What are the IGF-independent functions of IGFBP6?

Research has revealed multiple IGF-independent functions of IGFBP6:

• Immunomodulation:

  • Induction of chemotaxis in monocytes and T-lymphocytes

  • Enhancement of neutrophil oxidative burst and degranulation

  • Alteration of dendritic cell metabolic profiles

• Signaling pathway regulation:

  • Regulation of the Sonic Hedgehog (SHH) signaling pathway

  • Modulation of TLR4-dependent signaling

• Metabolic effects:

  • Improvement of mitochondrial fitness and redox status

  • Reduction of mitochondrial ROS production

  • Modulation of lactate metabolism in specific cell types

• Cell migration effects:

  • IGFBP6 may have opposing effects on the migration of different ovarian cancer cell lines, indicating context-dependent functions

These IGF-independent functions highlight the multifaceted nature of IGFBP6 and suggest that therapeutic approaches targeting this protein would need to consider these diverse biological activities.

How does the IGFBP6/Sonic Hedgehog/TLR4 signaling axis function?

The IGFBP6/Sonic Hedgehog/TLR4 signaling axis represents an emerging area of research:

• Pathway interconnection: IGFBP6 has been found to regulate the Sonic Hedgehog (SHH) signaling pathway during fibrosis, with this pathway further connecting to TLR4 signaling .

• Microenvironment alterations: This signaling axis drives bone marrow microenvironment alterations in conditions like primary myelofibrosis .

• Role in JAK2 mutation contexts: Interestingly, IGFBP6 expression shows significant increases in PMF patients wild type for JAK2V617F mutation compared to healthy subjects and PMF patients carrying the JAK2V617F mutation .

• Potential therapeutic relevance: Understanding this axis could provide novel therapeutic targets for conditions characterized by dysregulated tissue repair and fibrosis.

Further research is needed to fully elucidate the molecular mechanisms and functional consequences of this signaling axis in different pathological contexts.

What are the current gaps in IGFBP6 research that should be addressed?

Several important knowledge gaps remain in IGFBP6 research:

• Structure-function relationships: More detailed understanding of how specific domains within IGFBP6 (28-240) contribute to its various functions would help design more targeted experimental and therapeutic approaches.
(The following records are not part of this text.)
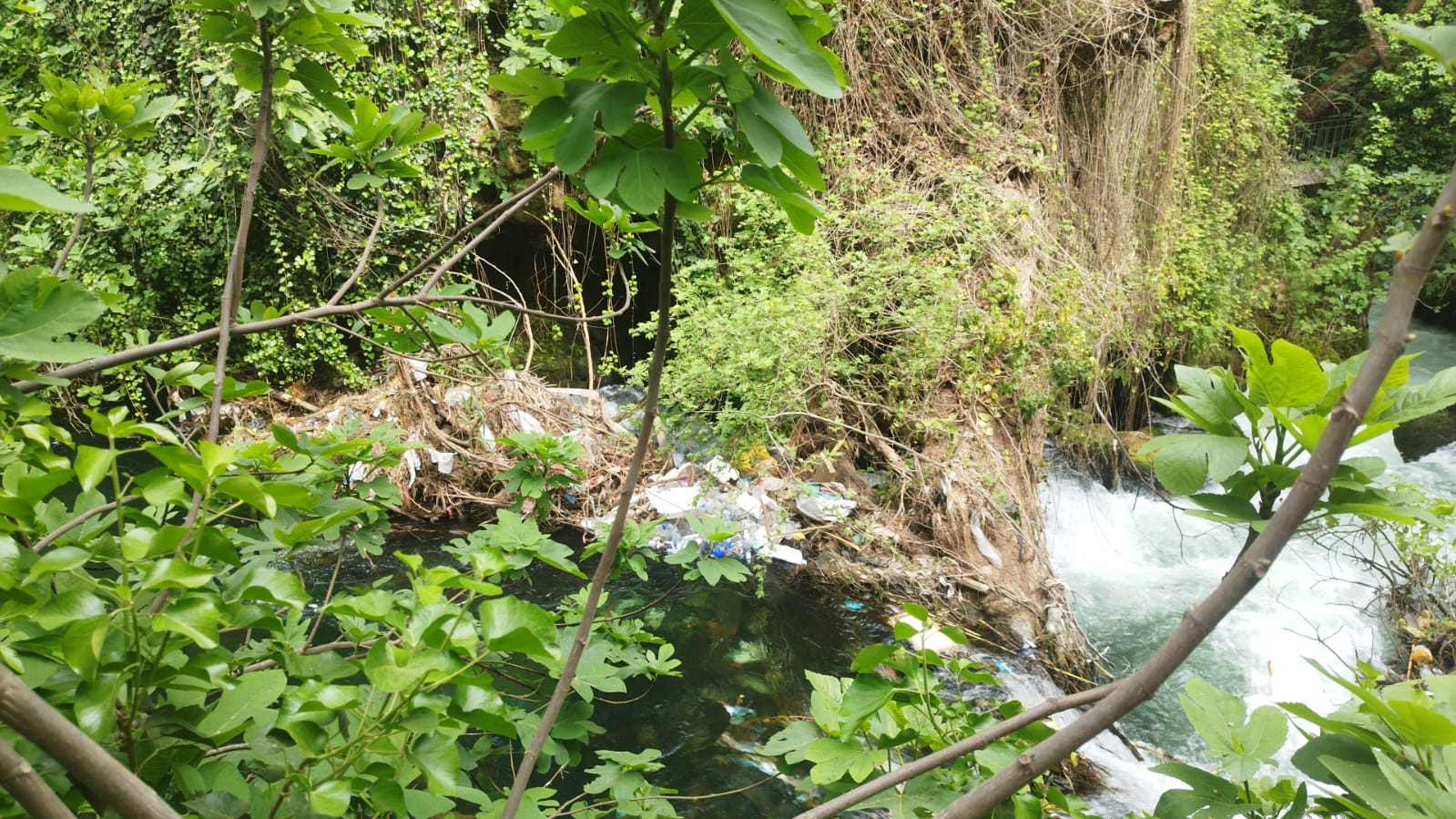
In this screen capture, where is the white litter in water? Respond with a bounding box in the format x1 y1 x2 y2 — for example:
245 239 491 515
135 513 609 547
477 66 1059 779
425 447 454 475
511 410 546 433
634 486 699 520
399 449 421 486
759 544 804 566
972 516 1001 568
• Receptor identification: While IGFBP6 has IGF-independent functions, the specific receptors mediating these effects remain incompletely characterized.

• Context-dependent effects: The seemingly contradictory roles of IGFBP6 in different cellular contexts (pro- vs. anti-inflammatory, pro- vs. anti-tumorigenic) require further investigation to delineate the molecular switches determining these outcomes.

• Therapeutic potential: Exploration of IGFBP6 as a therapeutic target or biomarker in conditions like cancer, fibrosis, and inflammatory diseases merits systematic investigation.

• Post-translational modifications: How glycosylation and other post-translational modifications affect IGFBP6 function remains underexplored.

Addressing these gaps would significantly advance our understanding of IGFBP6 biology and potentially lead to novel therapeutic strategies for diseases involving dysregulated IGFBP6 signaling.